Bild: Szene aus „5 Jahre Leben“: Murat Kurnaz wird verhört
taz: Wie kommt ein Regie-Student der Filmakademie Baden- Württemberg dazu,
seinen Abschlussfilm über den Leidensweg von Murat Kurnaz in Guantanamo zu
drehen?
Stefan Schaller: Ich hatte den Traum, Filmregisseur zu werden, und war
gleichzeitig politisch engagiert. Wenn dann solch eine Geschichte wie die
von Murat Kurnaz passiert, kommt natürlich gleich der Gedanke, das als Film
zu erzählen.
Als der Fall Kurnaz hierzulande in die Öffentlichkeit kam, hatten Sie Ihr
Studium noch gar nicht begonnen.
2003 war mein Interesse an Murat Kurnaz noch eher politischer Natur: Wie
kann es sein, dass die Öffentlichkeit nicht mitkriegt, was mit diesem
Menschen los ist, der sich nicht äußern kann und dem eine Gesinnungsschuld
zugesprochen wird, nur weil er in Guantanamo sitzt?
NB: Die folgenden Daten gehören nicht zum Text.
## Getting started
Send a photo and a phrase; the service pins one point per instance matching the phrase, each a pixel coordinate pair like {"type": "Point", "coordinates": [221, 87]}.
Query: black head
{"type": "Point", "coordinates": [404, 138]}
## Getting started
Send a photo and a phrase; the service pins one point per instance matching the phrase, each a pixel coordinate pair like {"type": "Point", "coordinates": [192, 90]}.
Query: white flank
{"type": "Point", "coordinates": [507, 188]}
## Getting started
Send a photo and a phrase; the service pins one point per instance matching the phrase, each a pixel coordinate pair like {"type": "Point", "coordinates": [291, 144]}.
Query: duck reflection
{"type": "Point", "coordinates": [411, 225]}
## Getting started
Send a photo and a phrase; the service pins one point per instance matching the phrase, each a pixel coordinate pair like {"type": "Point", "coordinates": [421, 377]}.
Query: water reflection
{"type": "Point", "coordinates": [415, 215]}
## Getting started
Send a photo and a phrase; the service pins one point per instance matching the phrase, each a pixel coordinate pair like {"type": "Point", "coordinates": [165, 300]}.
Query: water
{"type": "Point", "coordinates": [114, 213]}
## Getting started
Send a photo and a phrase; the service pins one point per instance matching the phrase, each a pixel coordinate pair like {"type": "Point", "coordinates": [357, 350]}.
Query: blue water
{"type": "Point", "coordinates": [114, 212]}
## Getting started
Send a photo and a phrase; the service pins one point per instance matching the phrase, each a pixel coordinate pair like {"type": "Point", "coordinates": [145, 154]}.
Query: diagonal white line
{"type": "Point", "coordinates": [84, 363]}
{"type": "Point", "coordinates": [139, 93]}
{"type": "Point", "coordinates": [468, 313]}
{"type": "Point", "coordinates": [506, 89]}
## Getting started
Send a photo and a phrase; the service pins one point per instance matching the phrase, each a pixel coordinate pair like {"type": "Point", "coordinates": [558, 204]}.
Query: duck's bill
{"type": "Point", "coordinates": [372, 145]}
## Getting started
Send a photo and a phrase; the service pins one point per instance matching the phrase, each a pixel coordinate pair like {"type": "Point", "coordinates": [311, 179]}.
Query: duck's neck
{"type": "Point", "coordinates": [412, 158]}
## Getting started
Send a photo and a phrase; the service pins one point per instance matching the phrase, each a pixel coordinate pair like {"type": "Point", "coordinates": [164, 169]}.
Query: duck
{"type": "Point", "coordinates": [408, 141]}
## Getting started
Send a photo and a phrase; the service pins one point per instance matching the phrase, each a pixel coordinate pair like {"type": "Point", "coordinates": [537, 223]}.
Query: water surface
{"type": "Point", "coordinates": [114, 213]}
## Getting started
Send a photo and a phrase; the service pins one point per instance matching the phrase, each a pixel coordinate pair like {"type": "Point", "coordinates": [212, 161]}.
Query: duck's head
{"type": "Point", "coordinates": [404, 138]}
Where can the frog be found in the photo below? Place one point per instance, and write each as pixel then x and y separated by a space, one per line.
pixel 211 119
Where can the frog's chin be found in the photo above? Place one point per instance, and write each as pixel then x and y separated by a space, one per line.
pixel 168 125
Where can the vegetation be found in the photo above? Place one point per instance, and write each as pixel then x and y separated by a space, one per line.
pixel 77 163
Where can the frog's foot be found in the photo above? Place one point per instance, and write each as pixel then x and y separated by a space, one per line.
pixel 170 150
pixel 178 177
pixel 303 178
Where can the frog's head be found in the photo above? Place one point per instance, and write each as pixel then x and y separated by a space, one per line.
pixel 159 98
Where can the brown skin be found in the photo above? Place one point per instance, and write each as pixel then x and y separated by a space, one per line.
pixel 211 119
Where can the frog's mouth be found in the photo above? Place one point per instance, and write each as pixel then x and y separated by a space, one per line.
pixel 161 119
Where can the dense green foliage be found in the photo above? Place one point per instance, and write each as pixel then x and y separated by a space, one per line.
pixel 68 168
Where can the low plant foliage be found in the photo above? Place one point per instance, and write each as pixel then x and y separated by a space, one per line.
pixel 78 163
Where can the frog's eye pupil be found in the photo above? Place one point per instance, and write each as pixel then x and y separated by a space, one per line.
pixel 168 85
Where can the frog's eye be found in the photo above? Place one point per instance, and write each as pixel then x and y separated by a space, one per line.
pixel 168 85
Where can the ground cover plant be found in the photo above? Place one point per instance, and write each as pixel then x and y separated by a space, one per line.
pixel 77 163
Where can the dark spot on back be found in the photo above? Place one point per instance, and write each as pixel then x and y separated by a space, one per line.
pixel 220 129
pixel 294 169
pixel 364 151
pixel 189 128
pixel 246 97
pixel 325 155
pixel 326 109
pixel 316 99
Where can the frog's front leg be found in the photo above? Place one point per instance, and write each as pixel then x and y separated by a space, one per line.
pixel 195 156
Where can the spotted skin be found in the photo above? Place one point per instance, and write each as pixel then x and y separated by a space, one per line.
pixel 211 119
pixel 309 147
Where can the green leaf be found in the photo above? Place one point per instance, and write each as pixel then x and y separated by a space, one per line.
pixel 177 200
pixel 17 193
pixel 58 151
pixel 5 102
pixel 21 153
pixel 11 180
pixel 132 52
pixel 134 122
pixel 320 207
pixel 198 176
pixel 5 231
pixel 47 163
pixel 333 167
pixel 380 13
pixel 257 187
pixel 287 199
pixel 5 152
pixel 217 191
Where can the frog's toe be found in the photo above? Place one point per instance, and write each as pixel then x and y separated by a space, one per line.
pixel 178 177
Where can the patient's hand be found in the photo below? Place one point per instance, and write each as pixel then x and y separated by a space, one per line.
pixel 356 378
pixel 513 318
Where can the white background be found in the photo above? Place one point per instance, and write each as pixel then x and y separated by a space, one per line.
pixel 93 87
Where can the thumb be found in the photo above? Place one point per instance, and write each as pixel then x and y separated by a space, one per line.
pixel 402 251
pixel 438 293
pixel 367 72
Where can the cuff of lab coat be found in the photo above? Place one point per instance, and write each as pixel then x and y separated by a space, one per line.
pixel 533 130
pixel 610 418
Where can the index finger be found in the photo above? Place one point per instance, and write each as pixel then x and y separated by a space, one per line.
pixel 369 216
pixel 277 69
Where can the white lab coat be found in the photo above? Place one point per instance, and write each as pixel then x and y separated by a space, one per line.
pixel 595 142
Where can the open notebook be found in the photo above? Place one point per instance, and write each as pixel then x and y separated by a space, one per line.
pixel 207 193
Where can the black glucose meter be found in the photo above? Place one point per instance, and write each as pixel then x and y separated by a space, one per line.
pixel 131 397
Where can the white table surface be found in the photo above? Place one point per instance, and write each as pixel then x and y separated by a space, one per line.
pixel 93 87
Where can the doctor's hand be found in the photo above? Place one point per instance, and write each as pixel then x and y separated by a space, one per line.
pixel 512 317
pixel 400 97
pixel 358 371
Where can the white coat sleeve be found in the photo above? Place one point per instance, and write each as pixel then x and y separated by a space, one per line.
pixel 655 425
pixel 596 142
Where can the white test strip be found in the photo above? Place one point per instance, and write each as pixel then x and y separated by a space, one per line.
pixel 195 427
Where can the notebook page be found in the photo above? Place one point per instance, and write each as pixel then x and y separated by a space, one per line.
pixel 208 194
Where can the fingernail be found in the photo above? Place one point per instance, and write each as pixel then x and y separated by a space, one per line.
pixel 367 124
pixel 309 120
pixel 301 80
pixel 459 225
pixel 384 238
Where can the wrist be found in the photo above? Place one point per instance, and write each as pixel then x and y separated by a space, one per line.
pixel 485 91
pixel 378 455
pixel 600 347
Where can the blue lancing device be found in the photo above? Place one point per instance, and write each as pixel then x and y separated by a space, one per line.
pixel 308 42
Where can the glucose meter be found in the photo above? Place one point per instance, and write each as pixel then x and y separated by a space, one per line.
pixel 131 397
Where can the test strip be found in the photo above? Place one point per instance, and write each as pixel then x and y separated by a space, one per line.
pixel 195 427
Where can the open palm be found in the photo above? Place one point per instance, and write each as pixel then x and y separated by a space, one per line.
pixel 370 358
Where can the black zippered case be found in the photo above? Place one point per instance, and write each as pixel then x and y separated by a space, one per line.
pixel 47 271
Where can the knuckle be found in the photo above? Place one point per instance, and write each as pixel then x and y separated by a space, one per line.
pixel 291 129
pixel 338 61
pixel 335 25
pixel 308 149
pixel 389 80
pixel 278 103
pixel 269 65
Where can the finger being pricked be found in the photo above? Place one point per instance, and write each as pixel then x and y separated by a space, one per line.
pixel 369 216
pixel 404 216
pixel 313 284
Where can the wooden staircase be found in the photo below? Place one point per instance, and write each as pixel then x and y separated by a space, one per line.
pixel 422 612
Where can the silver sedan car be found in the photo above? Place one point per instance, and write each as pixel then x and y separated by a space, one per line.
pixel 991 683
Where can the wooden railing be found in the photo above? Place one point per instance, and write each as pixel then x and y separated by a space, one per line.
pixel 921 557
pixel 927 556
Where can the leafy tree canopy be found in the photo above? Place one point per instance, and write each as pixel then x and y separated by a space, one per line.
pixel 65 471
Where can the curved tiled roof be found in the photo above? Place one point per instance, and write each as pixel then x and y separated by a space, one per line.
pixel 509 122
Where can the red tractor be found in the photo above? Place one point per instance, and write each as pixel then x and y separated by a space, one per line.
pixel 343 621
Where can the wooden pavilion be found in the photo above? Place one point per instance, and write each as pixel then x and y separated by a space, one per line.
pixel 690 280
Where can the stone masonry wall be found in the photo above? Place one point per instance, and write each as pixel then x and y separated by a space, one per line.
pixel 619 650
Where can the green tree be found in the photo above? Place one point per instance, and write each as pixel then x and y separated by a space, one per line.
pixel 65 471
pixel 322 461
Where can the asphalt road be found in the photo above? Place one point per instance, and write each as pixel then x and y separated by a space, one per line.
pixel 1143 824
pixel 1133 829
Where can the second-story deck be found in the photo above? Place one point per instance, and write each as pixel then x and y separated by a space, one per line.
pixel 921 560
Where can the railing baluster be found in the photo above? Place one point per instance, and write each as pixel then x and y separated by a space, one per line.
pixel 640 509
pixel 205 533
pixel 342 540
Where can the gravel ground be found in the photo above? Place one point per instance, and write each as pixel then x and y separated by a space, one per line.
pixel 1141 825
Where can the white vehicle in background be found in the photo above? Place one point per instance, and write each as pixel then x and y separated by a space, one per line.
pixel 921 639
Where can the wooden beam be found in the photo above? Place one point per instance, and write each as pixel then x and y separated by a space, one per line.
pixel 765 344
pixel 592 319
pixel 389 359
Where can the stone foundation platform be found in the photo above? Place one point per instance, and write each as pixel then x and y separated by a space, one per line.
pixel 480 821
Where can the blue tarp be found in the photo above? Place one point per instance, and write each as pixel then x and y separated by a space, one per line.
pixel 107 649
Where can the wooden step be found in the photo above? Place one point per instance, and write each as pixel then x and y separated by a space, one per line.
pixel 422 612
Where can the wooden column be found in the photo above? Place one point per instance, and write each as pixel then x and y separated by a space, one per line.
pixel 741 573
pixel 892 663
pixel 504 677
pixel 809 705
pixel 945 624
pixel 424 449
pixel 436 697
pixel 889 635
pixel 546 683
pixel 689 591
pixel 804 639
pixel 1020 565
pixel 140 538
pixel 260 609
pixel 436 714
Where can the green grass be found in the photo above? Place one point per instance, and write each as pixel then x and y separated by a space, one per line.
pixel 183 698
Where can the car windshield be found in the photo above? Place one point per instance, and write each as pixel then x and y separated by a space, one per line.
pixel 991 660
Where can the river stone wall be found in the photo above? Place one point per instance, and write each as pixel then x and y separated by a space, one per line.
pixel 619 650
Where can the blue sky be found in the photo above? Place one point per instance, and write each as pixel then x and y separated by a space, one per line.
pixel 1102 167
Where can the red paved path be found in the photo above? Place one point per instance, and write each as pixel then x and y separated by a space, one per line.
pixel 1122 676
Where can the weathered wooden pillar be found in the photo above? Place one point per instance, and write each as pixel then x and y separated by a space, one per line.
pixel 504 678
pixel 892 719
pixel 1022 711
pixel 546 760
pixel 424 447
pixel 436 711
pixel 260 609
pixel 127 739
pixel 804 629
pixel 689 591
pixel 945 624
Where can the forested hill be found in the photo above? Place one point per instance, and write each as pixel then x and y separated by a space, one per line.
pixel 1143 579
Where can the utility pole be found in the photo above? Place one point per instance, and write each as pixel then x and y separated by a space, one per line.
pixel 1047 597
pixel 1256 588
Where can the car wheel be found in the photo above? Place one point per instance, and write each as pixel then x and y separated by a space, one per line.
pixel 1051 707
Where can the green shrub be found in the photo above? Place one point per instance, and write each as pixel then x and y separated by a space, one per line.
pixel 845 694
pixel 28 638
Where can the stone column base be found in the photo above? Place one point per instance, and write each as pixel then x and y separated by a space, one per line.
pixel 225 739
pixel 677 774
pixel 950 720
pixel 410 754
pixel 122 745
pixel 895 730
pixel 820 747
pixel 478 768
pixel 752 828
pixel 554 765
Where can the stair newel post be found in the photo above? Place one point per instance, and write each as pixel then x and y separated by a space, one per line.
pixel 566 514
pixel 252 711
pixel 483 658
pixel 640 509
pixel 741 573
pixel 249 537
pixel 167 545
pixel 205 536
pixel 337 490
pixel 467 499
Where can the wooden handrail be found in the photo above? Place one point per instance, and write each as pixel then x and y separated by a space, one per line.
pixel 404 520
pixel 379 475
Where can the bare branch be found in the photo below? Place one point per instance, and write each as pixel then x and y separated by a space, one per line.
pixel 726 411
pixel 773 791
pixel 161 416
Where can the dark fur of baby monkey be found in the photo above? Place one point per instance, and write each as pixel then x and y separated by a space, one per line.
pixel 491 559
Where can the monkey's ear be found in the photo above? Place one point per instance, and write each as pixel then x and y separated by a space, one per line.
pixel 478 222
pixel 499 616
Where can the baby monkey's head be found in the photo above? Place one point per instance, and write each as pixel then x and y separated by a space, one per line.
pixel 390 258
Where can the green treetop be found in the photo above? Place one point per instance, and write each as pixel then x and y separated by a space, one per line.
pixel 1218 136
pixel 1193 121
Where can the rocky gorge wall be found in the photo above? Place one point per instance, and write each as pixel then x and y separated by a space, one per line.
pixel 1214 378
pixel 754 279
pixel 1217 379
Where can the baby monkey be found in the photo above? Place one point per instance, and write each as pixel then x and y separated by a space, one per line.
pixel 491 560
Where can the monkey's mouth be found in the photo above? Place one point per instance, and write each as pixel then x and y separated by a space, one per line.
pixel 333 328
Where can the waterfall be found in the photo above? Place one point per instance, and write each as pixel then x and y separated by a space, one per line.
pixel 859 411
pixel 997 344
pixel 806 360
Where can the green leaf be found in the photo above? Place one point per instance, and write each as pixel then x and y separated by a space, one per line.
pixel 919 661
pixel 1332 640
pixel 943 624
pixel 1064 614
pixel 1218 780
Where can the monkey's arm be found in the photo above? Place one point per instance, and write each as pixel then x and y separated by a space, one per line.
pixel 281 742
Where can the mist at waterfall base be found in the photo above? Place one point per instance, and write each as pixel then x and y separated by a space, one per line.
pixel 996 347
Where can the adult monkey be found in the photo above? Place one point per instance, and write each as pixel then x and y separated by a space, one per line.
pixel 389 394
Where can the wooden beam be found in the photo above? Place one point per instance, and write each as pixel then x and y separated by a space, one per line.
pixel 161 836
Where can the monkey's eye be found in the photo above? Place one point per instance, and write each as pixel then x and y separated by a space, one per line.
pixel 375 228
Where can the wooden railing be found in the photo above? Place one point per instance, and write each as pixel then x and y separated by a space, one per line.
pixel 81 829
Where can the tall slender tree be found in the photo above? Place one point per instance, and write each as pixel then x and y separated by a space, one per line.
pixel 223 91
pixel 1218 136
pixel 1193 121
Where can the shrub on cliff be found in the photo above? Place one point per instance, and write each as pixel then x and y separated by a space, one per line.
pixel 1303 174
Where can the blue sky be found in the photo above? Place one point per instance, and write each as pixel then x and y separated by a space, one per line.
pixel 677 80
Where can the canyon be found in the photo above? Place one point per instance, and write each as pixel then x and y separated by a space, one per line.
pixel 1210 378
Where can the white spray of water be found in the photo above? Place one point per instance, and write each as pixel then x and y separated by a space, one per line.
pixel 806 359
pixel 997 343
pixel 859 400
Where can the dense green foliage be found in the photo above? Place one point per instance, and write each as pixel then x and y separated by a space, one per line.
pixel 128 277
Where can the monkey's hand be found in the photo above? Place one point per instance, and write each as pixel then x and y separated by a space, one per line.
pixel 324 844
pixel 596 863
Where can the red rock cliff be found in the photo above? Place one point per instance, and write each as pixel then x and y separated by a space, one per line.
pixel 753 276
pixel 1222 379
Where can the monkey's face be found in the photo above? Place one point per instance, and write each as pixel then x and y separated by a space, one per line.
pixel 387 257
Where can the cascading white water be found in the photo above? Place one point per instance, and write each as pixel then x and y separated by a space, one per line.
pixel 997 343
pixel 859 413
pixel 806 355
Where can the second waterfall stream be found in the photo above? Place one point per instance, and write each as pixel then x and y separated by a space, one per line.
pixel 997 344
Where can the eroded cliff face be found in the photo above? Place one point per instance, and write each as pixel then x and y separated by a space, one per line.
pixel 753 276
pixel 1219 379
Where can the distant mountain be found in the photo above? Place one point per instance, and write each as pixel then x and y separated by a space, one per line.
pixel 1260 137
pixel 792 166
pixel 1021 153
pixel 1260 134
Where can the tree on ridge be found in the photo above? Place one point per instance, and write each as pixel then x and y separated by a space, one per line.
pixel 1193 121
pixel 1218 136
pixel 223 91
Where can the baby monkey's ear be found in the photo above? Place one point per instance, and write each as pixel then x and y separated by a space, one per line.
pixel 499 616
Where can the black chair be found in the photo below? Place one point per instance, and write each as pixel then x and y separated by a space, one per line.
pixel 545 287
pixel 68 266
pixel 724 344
Das hat mich wütend
gemacht.
Wie haben Sie sich dem Thema genähert?
2005 gab es den ersten Kontakt zu Murats Anwalt und ich hab eine Brief an
seine Familie verfasst, in dem ich meine Anteilnahme bekundete. Dann habe
ich das Filmstudium begonnen und ein paar Kurzfilme gemacht. 2009 erfuhr
ich dann von meinem Dozenten Nico Hoffmann, dass seine Firma Teamworx die
Rechte an Murats Buch hatte. Damals dachte ich zuerst noch, da würden ganz
andere Leute einen Film darüber machen.
Als dann von denen gesagt wurde, ich dürfte den Stoff mit einem ganz
eigenen Ansatz bearbeiten, habe ich es versucht, ohne zu wissen, worauf ich
mich da einlasse. Denn das Thema hat ja viele Aspekte, die man herauslassen
muss, damit einem ein runder Film gelingt. Ich wollte halt kein Biopic
machen, in dem alles nacherzählt wird.
Murat Kurnaz einziger Einwand gegen den Film ist, dass er es nicht in
Ordnung finde, wenn ein deutscher Filmemacher ausgerechnet die Verstrickung
der deutschen Politiker und des BND nicht behandelt. Warum haben Sie sich
zu diesem Schritt entschieden ?
Am wichtigsten war es mir, aus der Sicht von Murat zu erzählen. Ich habe
zuerst auch versucht, diese deutsche Perspektive mit in den Film
hineinzubringen. Aber dann habe ich gemerkt, dass beides zusammen nicht
geht.
Warum?
Wenn ich konsequent erzählen will, muss ich mich für eine Seite
entscheiden. Dabei beschäftigt mich die politische Dimension der deutschen
Seite auch jetzt noch sehr. Da sind skandalöse Verfehlungen geschehen, die
zum Himmel schreien und ich hätte gerne einen Film darüber gemacht. Aber
wenn man das anreißt, muss man das richtig zu Ende erzählen und zeigen, wo
die Entscheidungen gefällt wurden. Und dann wäre Murat nicht mehr der
Protagonist gewesen. Mir war es wichtiger, ihm filmisch diesen Raum zu
geben.
Genau genommen stimmt ja auch der Titel des Films nicht, denn er erzählt
nicht von den fünf Jahren, die Murat Kurnaz in Gefangenschaft leben musste,
sondern nur von etwas mehr als einem Jahr, in dem er verhört wurde.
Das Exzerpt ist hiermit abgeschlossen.